By LabMedica International staff writers
Posted on 07 Nov 2018
Upper respiratory tract infections (URTI) are illnesses caused by an acute infection that involves the upper respiratory tract including the nose, sinuses, pharynx or larynx. More...
This commonly includes nasal obstruction, sore throat, tonsillitis, pharyngitis, laryngitis, sinusitis, otitis media, and the common cold.

Most infections are viral in nature and in other instances the cause is bacterial. The viruses do not cause damage to the cells of the upper respiratory tract but rather cause changes in the tight junctions of epithelial cells. This allows the virus to gain access to tissues under the epithelial cells and initiate the innate and adaptive immune responses.

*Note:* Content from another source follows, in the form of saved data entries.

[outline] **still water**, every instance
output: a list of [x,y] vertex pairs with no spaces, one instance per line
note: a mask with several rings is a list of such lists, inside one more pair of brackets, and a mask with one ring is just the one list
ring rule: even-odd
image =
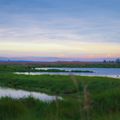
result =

Scientists at Ghent University Hospital (Ghent, Belgium) and their colleagues used a collection of quality control samples (QCMD) and clinical samples previously analyzed with validated routine methods. A collection of 111 samples, 43 QCMD samples, 13 bronchoalveolar lavage fluids and 55 nasopharyngeal aspirates/swabs, were tested with the Allplex Respiratory Panel Assays.

The clinical samples were tested previously using either FTD Respiratory Pathogens 21 qPCR assay, an in-house multiplex polymerase chain reaction (PCR) for Bordetella, or BioGX Sample-Ready Atypical pneumo panel. Samples were stored at -80 °C prior to analysis with Seegene Allplex, nucleic acids were automatically extracted with NucliSENS Easymag.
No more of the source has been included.